En bref…
CE, 12 déc. 2022, n° 467497, Sté Cuisine éco-logique et diététique caribéenne
Cassation d’une ordonnance de référé mesures utiles (CJA, art. L. 521-3), au motif que le premier juge s’est cru habilité à prescrire à l’occupant sans titre expulsé du domaine public maritime de démolir les ouvrages qu’il y avait implantés, alors que les injonctions prononcées à ce titre ne sauraient emporter qu’un caractère provisoire et conservatoire (Contrats-marchés publ. 2023, comm. 92, obs. Muller. Dans le même sens, pour une occupation constitutive de contravention de grande voirie, CE, 23 mars 2005, n° 268522). On n’est finalement pas très loin de l’ancienne interdiction des mesures préjudiciant au principal, qui s’imposait avant l’entrée en vigueur de la loi n° 2000-597 du 30 juin 2000 relative au référé devant les juridictions administratives.
Ce verrou saute cependant face à un texte législatif contraire (CJA, art. L. 521-3-1 al. 2, à propos du relogement des occupants illégaux de la zone des cinquante pas géométriques) ; ici, le Conseil d’État n’en a pas fait application, l’installation en cause étant un restaurant de plage certes établi dans la zone considérée (au Gosier, en Guadeloupe), mais sans que le droit au logement fût visiblement en jeu. Il y a toujours un peu de flou quant aux limites exactes des pouvoirs du juge du référé, certaines décisions ayant par le passé prescrit la démolition d’installations légères (par ex., pour celle d’un toboggan de plage, sur le fondement de l’ancien article R. 102-2 du code des tribunaux administratifs et des cours administratives d’appel, CAA Bordeaux, 19 déc. 1989, n° 89BX01718, Cne de Mimizan).

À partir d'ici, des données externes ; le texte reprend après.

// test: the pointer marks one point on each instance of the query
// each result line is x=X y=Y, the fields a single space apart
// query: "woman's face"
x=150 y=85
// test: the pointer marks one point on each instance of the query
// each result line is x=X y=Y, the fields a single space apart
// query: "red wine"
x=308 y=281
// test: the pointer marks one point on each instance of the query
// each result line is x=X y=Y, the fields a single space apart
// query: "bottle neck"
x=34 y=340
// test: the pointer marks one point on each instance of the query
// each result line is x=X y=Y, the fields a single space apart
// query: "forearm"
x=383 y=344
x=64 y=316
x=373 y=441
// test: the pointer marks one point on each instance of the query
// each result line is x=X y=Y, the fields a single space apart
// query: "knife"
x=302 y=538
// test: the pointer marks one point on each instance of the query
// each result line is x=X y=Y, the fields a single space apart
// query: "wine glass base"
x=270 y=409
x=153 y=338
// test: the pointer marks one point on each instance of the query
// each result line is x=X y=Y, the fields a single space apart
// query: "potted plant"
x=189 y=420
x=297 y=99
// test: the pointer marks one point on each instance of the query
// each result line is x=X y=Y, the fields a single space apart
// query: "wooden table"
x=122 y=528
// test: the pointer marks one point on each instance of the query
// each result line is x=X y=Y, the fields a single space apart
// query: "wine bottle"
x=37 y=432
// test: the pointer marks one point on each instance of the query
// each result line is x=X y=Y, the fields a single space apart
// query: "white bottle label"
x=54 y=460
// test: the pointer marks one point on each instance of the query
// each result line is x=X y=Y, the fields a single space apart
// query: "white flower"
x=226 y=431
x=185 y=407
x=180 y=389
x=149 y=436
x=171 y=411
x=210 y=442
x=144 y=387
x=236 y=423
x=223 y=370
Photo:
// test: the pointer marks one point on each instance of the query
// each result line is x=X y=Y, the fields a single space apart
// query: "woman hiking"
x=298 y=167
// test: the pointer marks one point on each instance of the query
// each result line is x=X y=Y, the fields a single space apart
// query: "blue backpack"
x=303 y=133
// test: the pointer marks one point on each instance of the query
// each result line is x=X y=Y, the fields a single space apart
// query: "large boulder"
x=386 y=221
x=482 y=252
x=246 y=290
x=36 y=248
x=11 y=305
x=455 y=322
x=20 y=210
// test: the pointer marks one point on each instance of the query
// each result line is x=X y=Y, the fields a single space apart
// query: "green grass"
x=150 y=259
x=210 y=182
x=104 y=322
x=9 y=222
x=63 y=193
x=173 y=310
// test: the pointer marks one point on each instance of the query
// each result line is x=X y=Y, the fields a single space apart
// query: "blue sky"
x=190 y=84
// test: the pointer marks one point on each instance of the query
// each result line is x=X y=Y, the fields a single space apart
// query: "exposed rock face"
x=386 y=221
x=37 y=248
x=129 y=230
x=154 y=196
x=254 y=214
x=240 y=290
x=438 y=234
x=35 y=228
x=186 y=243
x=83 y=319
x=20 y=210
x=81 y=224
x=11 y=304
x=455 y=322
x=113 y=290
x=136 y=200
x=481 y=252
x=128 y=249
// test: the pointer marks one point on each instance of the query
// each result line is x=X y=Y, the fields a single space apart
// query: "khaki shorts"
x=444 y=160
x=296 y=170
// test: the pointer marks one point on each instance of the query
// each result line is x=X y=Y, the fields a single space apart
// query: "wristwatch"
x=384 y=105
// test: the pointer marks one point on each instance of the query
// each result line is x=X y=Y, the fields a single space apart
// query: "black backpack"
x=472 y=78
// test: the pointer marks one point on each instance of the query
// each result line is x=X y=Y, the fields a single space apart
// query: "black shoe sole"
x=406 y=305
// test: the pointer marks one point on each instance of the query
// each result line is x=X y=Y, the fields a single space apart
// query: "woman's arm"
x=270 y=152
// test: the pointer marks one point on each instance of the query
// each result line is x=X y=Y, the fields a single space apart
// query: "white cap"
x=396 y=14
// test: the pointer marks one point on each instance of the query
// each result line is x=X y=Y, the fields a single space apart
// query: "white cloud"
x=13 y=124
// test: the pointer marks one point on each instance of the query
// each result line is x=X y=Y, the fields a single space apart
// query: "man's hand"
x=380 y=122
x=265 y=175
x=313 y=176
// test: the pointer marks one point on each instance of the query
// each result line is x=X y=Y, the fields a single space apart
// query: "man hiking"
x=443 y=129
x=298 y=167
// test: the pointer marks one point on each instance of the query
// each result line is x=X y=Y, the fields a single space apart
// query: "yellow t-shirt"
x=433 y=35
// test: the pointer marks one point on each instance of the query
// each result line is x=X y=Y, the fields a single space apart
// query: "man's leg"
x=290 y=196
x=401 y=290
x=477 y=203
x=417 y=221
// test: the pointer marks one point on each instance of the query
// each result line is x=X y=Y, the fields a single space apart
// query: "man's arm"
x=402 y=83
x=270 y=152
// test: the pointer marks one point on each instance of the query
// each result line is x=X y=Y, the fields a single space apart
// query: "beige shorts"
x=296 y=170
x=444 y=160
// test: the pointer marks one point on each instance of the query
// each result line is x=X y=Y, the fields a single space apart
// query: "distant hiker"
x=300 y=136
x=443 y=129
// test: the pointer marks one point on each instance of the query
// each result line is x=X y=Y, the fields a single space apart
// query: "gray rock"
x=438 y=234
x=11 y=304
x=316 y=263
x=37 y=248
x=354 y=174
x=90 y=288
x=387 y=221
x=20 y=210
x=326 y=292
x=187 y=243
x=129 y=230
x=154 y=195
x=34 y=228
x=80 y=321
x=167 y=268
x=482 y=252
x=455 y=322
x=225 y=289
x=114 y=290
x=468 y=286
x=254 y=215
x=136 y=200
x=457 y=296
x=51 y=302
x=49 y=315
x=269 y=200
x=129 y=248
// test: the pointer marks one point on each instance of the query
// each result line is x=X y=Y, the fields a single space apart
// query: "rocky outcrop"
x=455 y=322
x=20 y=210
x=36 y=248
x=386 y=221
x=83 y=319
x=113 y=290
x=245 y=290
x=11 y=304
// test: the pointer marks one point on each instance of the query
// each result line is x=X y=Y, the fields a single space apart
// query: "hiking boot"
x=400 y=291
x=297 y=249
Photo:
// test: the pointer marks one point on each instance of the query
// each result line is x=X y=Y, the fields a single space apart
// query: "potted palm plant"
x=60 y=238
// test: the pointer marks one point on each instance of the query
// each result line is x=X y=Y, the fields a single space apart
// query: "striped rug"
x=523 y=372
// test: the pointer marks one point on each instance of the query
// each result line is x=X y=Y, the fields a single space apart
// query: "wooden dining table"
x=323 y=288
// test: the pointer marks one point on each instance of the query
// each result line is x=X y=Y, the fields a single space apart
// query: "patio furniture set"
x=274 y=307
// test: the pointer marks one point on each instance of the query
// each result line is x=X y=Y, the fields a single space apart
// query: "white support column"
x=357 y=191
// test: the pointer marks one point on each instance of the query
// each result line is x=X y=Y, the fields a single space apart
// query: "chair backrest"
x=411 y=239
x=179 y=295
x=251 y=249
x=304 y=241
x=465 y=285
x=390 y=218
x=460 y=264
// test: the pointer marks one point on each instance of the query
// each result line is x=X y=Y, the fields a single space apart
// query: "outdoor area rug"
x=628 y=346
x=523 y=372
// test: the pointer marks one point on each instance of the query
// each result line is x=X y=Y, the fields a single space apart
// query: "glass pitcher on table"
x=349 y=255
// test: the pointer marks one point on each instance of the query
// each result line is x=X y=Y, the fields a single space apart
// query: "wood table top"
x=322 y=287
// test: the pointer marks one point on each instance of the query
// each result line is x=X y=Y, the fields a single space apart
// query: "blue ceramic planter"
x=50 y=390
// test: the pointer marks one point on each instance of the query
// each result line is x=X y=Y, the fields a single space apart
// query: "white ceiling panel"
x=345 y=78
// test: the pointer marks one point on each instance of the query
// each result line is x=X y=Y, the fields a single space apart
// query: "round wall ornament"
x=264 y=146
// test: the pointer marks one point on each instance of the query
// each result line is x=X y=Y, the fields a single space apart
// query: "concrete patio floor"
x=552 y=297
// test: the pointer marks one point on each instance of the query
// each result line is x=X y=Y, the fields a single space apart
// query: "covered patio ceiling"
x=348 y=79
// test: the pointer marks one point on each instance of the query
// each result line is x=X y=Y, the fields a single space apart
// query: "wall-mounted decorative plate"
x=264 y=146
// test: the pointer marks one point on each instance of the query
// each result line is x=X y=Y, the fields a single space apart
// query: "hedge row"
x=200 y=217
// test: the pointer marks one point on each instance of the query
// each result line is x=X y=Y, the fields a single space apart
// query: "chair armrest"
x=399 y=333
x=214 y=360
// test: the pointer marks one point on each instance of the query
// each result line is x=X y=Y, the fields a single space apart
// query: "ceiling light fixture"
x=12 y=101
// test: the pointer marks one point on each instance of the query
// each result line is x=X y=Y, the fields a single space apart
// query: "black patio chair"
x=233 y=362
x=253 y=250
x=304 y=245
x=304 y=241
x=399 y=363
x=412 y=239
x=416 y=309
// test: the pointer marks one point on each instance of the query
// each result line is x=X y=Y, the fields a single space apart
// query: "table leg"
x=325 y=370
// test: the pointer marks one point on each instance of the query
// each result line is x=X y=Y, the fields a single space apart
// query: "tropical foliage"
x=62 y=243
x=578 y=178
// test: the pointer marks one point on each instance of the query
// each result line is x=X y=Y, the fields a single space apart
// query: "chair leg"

Et même si la ligne qu’illustre l’arrêt du 12 décembre 2022 paraît de bon sens, puisqu’il faut bien ventiler les compétences entre juge du référé et juge du fond pour le contentieux du « squat domanial », elle repose sur un petit artifice : car en pratique, l’expulsion elle- même est prononcée la plupart du temps par le premier et lui seul ; or, elle emporte un effet définitif.